14 April 2011
Swazi regime’s “victory” is a pyrrhic one
Swaziland’s Minister of Foreign Affairs and International Cooperation, Lutfo Dlamini, called the brutally crushed peaceful protest or uprising against Swaziland’s absolute monarchy, that lets a small elite live in luxury while two thirds of the population live below the poverty line, a “failure” yesterday.
I beg to differ. In fact, the so-called “victory” of the regime against the demonstrators, whose call for democracy and rule of law in the absolute monarchy that is Swaziland, may turn out to be a pyrrhic one, making Swazi’s less likely to accept reformist measures once the inevitable change that most people want comes.
Because while the demonstrators didn’t manage to amass the numbers they had hoped for, this was mainly due to the intimidation, blocking tactics and violence of the police and security forces that did everything they could to stop people from assembling in Manzini.
And while the regime might thus claim a victory in terms of numbers – there were an unprecedented amount of police and armed forces patrolling the width and breadth of Swaziland – their “success” was something of a public relations disaster, both within and outside Swaziland.
Now all ordinary Swazi’s, who don’t normally associate with the democratic movement that the regime brands “terrorists” for simply calling peacefully for democratisation, have seen the true face of the regime, if they hadn’t seen it already.
Ordinary people were stopped at road-blocks, denied access to Manzini, beaten up for no apparent reason, or driven to far-flung areas of Swaziland and left to walk home, simply for going about their daily business.
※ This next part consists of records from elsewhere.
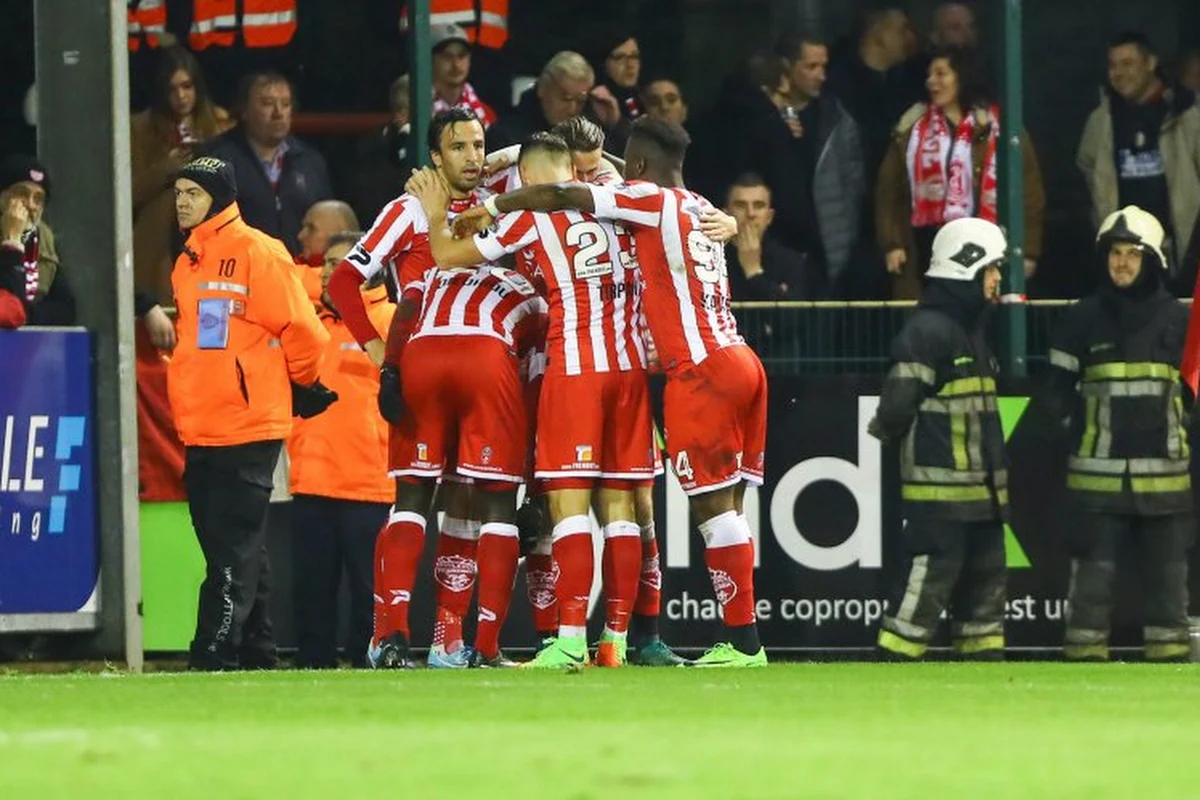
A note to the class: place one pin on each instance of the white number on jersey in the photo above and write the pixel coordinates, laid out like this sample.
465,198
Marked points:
708,256
592,259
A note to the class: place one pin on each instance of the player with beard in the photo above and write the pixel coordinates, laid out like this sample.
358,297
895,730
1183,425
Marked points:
399,240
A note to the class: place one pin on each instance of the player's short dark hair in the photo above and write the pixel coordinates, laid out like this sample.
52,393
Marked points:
261,78
447,119
580,133
547,144
1134,37
791,46
667,137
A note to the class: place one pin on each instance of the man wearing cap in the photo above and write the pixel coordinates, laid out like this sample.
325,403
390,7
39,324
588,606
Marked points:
247,358
47,295
939,404
1115,395
451,66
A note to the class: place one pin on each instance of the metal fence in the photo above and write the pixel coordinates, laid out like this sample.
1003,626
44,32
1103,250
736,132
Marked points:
855,337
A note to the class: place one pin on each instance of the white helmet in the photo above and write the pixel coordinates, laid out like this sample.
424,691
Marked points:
964,247
1135,226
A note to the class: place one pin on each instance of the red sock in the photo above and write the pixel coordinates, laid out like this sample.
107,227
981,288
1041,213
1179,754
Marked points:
454,573
576,563
540,579
649,585
498,552
621,565
729,554
397,553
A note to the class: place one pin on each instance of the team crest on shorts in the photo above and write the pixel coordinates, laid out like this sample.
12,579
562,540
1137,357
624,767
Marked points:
455,572
724,585
541,587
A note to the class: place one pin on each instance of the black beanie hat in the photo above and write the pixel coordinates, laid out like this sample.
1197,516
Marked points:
216,178
18,168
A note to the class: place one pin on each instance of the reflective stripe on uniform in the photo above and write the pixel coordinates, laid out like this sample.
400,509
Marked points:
919,493
970,645
1131,371
1063,360
947,475
913,370
889,641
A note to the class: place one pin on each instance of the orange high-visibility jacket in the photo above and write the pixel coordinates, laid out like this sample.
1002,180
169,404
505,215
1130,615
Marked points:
342,453
490,29
245,330
147,19
264,23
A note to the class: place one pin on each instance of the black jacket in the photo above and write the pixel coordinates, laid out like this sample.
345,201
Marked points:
275,211
1114,390
516,126
939,403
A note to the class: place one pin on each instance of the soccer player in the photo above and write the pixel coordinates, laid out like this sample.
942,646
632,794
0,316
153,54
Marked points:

And with the unparalleled amount of press coverage of the brutal clamp-down on both demonstrators and the press, newspaper readers all over the world have also been alerted to the true nature of a Swaziland normally seen as a peaceful tourist retreat.
“Workers have exposed the undemocratic nature of Swaziland government, and clearly sent a message to our people and the entire world that the time for multiparty democracy in Swaziland is now,” said Secretary General of the Labour Coordinating Council, one of the organisers of the protest, Mduduzi Gina today.
Who would disagree? The Swazi regime might have won the battle in the streets, preliminarily at least, as the unions have called of what would have been a third day of protest today, fearing for the lives of their members. But the regime is losing the war of the hearts and minds of the Swazi people and the international community.